Tuesday, June 16, 2009

Railscasts color theme for Emacs

I definitely like Railscasts — free and very interesting Ruby on Rails screencasts. One of the things that is really awesome about them is a TextMate color theme Ryan Bates uses, so I always wanted an Emacs version. And today I finally created it for myself. Meet color-theme-railscasts!

Thursday, May 7, 2009

Caching rarely updated data with Rails

Let's say you have an external query for some data in your Rails application, like search results from Yahoo or Google, or some feed, and it could take anywhere from 1 to 5 seconds to fetch it. Of course, it makes sense to cache it, especially if the pages that use this external data need to be accessed frequently. One obvious solution would be to fragment cache it (using memcache store), but it could be not optimal if some of the following cases apply:

  • you need to cache a LOT of data, like millions of results, and it would take up too much memory;
  • you only need to update this data like once per month, so it doesn't make sense to keep it hanging in memory for that long;
  • you don't want this data to be displaced with something else when memcached runs out of memory or lose everything when you're restarting memcached;
  • you want to be able to change the look and feel of your external data on the page without expiring all your fragment cache related to this data.

That was exactly the case in our project, so I came up with a very simple but effective solution: store everything in the filesystem cache and fetch results using Rails cache mechanism wrapped in a small class.

First, we need to be able to auto-expire file cache entries.

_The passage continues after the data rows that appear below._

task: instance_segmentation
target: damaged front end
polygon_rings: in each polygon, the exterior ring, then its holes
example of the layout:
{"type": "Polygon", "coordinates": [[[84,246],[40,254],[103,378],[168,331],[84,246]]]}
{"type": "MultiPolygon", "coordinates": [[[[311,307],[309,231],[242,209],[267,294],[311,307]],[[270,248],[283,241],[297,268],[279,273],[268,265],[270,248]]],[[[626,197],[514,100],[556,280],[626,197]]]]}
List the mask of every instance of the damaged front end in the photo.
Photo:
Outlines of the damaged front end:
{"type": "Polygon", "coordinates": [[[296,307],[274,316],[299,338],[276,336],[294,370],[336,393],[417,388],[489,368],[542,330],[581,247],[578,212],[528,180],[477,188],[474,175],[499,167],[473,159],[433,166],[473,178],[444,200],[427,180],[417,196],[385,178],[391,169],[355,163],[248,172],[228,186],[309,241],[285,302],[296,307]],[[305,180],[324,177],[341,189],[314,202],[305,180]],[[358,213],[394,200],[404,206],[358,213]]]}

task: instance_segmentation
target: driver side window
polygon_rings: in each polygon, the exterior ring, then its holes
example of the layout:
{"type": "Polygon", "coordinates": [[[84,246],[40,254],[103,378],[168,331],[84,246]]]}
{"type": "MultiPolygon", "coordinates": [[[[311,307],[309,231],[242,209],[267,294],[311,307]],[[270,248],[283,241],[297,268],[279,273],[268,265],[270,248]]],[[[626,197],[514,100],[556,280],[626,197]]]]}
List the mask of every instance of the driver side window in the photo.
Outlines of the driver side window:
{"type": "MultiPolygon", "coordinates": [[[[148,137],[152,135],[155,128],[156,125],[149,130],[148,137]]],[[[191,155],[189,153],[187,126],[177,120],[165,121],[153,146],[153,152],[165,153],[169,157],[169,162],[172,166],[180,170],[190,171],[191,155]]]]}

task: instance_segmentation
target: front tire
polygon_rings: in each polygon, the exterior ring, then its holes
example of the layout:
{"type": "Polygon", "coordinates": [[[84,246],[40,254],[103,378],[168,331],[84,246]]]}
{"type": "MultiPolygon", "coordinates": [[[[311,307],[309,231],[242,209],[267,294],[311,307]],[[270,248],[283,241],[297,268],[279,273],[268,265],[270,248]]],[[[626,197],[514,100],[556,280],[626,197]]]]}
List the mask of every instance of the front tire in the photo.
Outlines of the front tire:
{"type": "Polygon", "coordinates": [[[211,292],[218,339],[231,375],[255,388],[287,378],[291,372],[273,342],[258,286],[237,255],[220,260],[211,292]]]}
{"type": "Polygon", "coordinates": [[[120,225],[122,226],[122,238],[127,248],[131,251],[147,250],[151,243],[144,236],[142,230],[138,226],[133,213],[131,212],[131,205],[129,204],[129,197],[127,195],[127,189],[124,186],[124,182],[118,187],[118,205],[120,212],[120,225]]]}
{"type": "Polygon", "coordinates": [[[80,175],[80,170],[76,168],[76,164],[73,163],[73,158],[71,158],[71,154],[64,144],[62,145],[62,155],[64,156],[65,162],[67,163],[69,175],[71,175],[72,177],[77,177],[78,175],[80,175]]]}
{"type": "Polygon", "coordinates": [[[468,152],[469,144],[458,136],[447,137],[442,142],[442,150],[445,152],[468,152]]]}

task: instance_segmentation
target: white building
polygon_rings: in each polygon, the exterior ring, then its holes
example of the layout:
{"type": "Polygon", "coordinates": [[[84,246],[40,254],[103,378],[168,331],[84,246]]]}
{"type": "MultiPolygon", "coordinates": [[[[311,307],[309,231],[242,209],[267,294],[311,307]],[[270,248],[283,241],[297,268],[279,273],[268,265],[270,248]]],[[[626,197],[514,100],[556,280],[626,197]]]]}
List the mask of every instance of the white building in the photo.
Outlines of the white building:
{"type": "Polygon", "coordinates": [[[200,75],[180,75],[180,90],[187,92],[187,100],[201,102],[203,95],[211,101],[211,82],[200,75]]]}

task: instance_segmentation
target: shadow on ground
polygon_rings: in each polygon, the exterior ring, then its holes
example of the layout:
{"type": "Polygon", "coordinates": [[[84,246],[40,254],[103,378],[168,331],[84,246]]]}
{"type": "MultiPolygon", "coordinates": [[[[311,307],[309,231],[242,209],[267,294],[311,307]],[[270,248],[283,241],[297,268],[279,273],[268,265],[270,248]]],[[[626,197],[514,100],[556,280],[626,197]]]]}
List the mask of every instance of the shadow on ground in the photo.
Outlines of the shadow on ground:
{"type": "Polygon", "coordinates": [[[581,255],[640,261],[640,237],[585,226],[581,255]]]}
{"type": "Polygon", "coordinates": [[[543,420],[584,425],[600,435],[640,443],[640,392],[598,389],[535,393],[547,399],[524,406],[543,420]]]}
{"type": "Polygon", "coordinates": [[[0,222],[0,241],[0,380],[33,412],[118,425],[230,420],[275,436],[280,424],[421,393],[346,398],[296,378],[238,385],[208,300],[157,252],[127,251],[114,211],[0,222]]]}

It can be easily achieved by extending ActiveSupport::Cache::FileStore:

class FileStoreWithExpiration < ActiveSupport::Cache::FileStore

  def read(name, options = nil)
    expires_in = options.is_a?(Hash) && options.has_key?(:expires_in) ? options[:expires_in] : 0
    file_path = real_file_path(name)
    return if expires_in > 0 && File.exists?(file_path) && (File.mtime(file_path) < (Time.now - expires_in))
    super
  end
  
end

Then we just plug this store into our external data fetch wrapper:

class ExternalSearch
   RESULTS_CACHE      = FileStoreWithExpiration.new("tmp/cache/external_searches")

  def initialize(query)
    @query = query
  end

  def results
    RESULTS_CACHE.fetch("#{cache_key}", :expires_in => 30.days) do
      parse_search_results("http://example.com/fetch.xml?query=#{URI.encode(@query)}")
    end
  end

  def parse_search_results(source)
    # Here some logic to fetch the required data
  end
end

Now we only need to build a good cache key for our @query. As always, we need to keep in mind that having too many files in a directory could be a performance killer, so one good approach would be to take any hash function of the search key and use a first few characters as a filesystem hierarchy for it:

  def cache_key
    key = Digest::MD5.hexdigest(@query)
    "#{key[0..1]}/#{key[2..3]}/#{key[4..-1]}"
  end  

Then the resulting class can be used as shown below:

data = ExternalSearch.new('some keywords').results

All subsequent queries for 'some keywords' will be served from cache within 30 days of this first call.

Sunday, February 1, 2009

Installing Sphinx on OS X Leopard

Sphinx can be a pain to install on OS X if you need the bleeding edge version. At the time MacPorts has only 0.9.8 (latest stable) in repository, and 0.9.9-rc1 needs to be built from the source. Unfortunately it requires iconv in order to be built correctly and doesn't see neither system iconv nor libiconv from ports. Clinton R. Nixon from Vidget Labs offers his own solution involving source libiconv installation. It works very well but the problem can also be solved by configuring Sphinx with additional parameters.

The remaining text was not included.